Compactifications of rational maps, and the implicit equations of their images

TL;DR

This paper explores various compactifications of rational maps to describe their images via matrix equations, providing new conditions for such representations without extra hypersurfaces, generalizing previous results.

Contribution

It introduces novel compactifications for rational maps and establishes conditions for matrix representations of their images without additional hypersurfaces.

Findings

Matrix of linear syzygies represents the image closure.

Compactification of the domain as a projective arithmetically Cohen-Macaulay scheme.

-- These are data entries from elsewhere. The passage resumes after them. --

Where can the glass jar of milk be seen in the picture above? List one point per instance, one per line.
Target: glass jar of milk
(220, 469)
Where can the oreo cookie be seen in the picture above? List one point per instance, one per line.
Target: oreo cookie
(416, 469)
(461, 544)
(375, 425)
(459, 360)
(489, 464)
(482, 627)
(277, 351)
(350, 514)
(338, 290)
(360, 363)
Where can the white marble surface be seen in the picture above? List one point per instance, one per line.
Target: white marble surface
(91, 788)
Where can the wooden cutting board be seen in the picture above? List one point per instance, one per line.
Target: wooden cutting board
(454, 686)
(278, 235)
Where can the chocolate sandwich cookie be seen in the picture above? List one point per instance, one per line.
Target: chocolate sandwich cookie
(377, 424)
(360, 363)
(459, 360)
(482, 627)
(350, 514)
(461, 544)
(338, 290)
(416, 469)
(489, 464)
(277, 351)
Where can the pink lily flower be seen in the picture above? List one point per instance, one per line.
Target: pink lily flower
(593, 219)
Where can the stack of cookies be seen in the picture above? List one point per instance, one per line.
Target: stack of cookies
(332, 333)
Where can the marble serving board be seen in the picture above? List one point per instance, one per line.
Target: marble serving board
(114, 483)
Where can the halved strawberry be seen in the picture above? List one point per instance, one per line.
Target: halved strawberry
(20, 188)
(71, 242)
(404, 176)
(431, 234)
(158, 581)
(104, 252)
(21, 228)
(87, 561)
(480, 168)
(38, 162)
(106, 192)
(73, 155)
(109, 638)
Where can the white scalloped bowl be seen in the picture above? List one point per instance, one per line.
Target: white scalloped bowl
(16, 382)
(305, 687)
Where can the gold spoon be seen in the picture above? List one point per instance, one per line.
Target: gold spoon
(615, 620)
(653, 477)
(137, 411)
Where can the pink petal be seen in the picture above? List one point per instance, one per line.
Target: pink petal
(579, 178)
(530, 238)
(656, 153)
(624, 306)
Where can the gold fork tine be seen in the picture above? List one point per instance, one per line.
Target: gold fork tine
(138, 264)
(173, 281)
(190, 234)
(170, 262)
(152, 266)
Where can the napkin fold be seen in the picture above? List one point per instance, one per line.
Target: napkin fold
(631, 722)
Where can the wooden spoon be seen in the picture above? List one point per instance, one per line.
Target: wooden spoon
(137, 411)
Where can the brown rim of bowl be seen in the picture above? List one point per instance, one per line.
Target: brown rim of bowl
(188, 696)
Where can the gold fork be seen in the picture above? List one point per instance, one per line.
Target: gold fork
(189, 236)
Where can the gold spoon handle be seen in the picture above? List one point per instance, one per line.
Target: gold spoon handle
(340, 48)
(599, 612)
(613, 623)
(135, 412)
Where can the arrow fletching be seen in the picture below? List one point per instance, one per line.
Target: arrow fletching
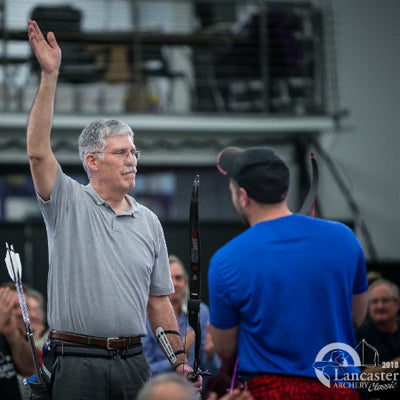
(9, 263)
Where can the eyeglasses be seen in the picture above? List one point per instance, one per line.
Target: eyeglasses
(122, 153)
(383, 300)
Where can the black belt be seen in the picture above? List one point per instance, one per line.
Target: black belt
(77, 350)
(112, 343)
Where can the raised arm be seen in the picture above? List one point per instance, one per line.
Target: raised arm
(41, 158)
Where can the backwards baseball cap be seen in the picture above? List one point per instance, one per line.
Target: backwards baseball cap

Conditions for matrix representations depend on the base locus of the map.

Abstract

In this paper we give different compactifications for the domain and the codomain of an affine rational map $f$ which parametrizes a hypersurface. We show that the closure of the image of this map (with possibly some other extra hypersurfaces) can be represented by a matrix of linear syzygies. We compactify $\Bbb {A}^{n-1}$ into an $(n-1)$-dimensional projective arithmetically Cohen-Macaulay subscheme of some $\Bbb {P}^N$. One particular interesting compactification of $\Bbb {A}^{n-1}$ is the toric variety associated to the Newton polytope of the polynomials defining $f$. We consider two different compactifications for the codomain of $f$: $\Bbb {P}^n$ and $(\Bbb {P}^1)^n$. In both cases we give sufficient conditions, in terms of the nature of the base locus of the map, for getting a matrix representation of its closed image, without involving extra hypersurfaces. This constitutes a direct generalization of the corresponding results established in [BuseJouanolou03], [BuseChardinJouanolou06], [BuseDohm07], [BotbolDickensteinDohm09] and [Botbol09].